Just got to a book last night which has been on my “anti-library” shelf for several months–Peter Senge’s The Necessary Revolution (2008)–which I highly recommend. Here’s an article from Business Week’s “Innovation” section which reviewed the book last summer and spurred me to acquire a copy of it.
The following paragraphs from the book’s first chapter, “A Future Awaiting Our Choices,” provide a good introduction to the nature and scope of Senge’s recent work.
The Industrial Age has often been called the “machine age” because the rise of machines and the way they operated transformed the way people thought and worked. It wasn’t long before people were expected to work like machines and the assembly line became the icon of efficiency and standardization for all organizations. Gradually, machine thinking shaped much more than manufacturing: Economic progress became synonymous with increases in efficiency and productivity; cultural advance became equated with dazzling new technologies; and nature, including the other creatures with whom we share the earth, was reduced to ‘natural resources,’ inputs to the economic machine.
A sustainable world, too, will only be possible by thinking differently. With nature and not machines as their inspiration, today’s innovators are showing how to create a different future by learning how to see the larger systems of which they are a part and to foster collaboration across every imaginable boundary. These core capabilities–seeing systems, collaborating across boundaries, and creating versus problem solving–form the underpinnings, and ultimately the tools and methods, for this shift in thinking.

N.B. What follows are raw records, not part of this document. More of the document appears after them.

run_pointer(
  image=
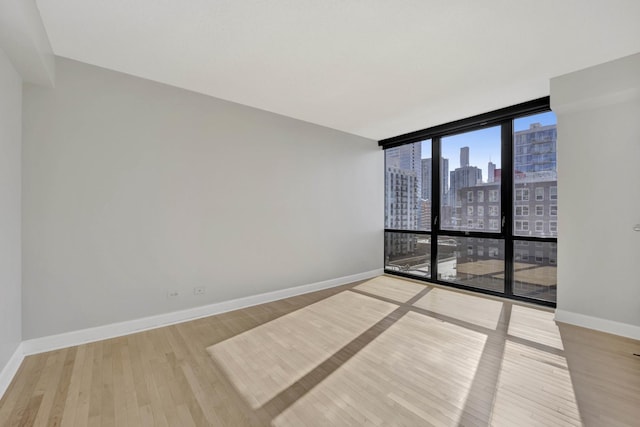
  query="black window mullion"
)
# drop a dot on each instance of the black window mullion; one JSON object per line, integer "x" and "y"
{"x": 507, "y": 204}
{"x": 435, "y": 204}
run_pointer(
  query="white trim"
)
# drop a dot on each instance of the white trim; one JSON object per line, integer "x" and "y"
{"x": 10, "y": 369}
{"x": 603, "y": 325}
{"x": 83, "y": 336}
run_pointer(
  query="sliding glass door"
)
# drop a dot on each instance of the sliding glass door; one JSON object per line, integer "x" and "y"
{"x": 473, "y": 204}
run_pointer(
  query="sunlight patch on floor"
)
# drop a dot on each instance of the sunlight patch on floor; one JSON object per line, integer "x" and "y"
{"x": 391, "y": 288}
{"x": 535, "y": 325}
{"x": 476, "y": 310}
{"x": 265, "y": 360}
{"x": 534, "y": 389}
{"x": 417, "y": 372}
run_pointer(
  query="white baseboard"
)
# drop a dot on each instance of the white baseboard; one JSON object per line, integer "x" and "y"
{"x": 602, "y": 325}
{"x": 10, "y": 369}
{"x": 83, "y": 336}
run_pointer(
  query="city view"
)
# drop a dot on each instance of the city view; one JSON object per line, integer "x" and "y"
{"x": 470, "y": 201}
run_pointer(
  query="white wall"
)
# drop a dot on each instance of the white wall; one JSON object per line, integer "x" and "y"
{"x": 10, "y": 246}
{"x": 598, "y": 112}
{"x": 132, "y": 189}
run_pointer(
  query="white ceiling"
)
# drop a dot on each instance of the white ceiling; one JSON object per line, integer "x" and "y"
{"x": 376, "y": 68}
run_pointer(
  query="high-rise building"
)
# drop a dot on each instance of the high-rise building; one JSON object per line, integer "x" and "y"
{"x": 491, "y": 174}
{"x": 464, "y": 157}
{"x": 427, "y": 181}
{"x": 403, "y": 179}
{"x": 464, "y": 176}
{"x": 535, "y": 149}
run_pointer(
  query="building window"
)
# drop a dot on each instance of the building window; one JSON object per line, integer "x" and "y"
{"x": 522, "y": 195}
{"x": 465, "y": 150}
{"x": 522, "y": 255}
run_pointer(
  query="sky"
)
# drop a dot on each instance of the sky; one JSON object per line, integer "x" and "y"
{"x": 484, "y": 144}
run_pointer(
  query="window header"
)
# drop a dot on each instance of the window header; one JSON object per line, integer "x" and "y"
{"x": 486, "y": 119}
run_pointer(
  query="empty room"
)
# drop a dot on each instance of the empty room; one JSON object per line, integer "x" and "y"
{"x": 319, "y": 213}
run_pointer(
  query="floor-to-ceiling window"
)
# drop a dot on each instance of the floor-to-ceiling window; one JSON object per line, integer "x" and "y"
{"x": 473, "y": 203}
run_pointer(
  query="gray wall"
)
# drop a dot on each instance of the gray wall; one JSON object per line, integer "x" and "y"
{"x": 10, "y": 246}
{"x": 132, "y": 189}
{"x": 598, "y": 112}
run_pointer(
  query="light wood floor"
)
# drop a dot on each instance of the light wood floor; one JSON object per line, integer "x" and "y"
{"x": 381, "y": 352}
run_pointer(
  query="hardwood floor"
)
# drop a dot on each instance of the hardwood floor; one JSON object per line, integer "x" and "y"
{"x": 380, "y": 352}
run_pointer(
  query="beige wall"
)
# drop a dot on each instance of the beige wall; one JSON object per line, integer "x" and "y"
{"x": 133, "y": 189}
{"x": 598, "y": 113}
{"x": 10, "y": 245}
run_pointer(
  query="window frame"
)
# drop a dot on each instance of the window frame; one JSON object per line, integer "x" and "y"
{"x": 505, "y": 201}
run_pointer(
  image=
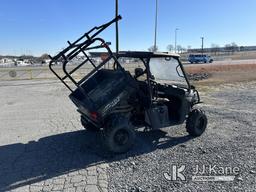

For over a quarter of a century our work, first at the Massachusetts Institute of Technology and then through the Society for Organizational Learning (SoL) global network, has involved helping organizations of all sorts to “learn how to learn”–which naturally leads to the question, “Learning for what?” For many years, precedent provided the answer: learning so that companies could be more innovative and profitable, so that schools could help students learn, so that governmental organizations could better serve their constituencies. For the past decade, however, we have begun to also see a larger answer: shaping a sustainable, flourishing world for life beyond the Industrial Age. This represents perhaps the greatest learning challenge humans have ever faced, and it will require extraordinary leadership from institutions of all sorts.
This is not pie-in-the-sky rhetoric or intellectual idealism, but in fact is reflected in ways organizations and individuals are already working together. The organizations and people you will meet in the pages that follow are starting to enact new ways of managing, leading, and ultimately creating value, not just for today’s real needs but for tomorrow’s, and their practices are spreading to hundreds of businesses and non-business organizations of all sizes around the world. There is no silver-bullet formula for putting these ideas into practice widely, but there are principles, practices, and ways of getting started.
I once was guided professionally by Senge’s idea of the “learning organization” in my own organizational development / knowledge management work. I’m guided again by him, this time by his idea that the environmental and social challenges we face create an unprecedented opportunity for us to bring about real, sustainable (and “revolutionary”) change in the ways we work and live.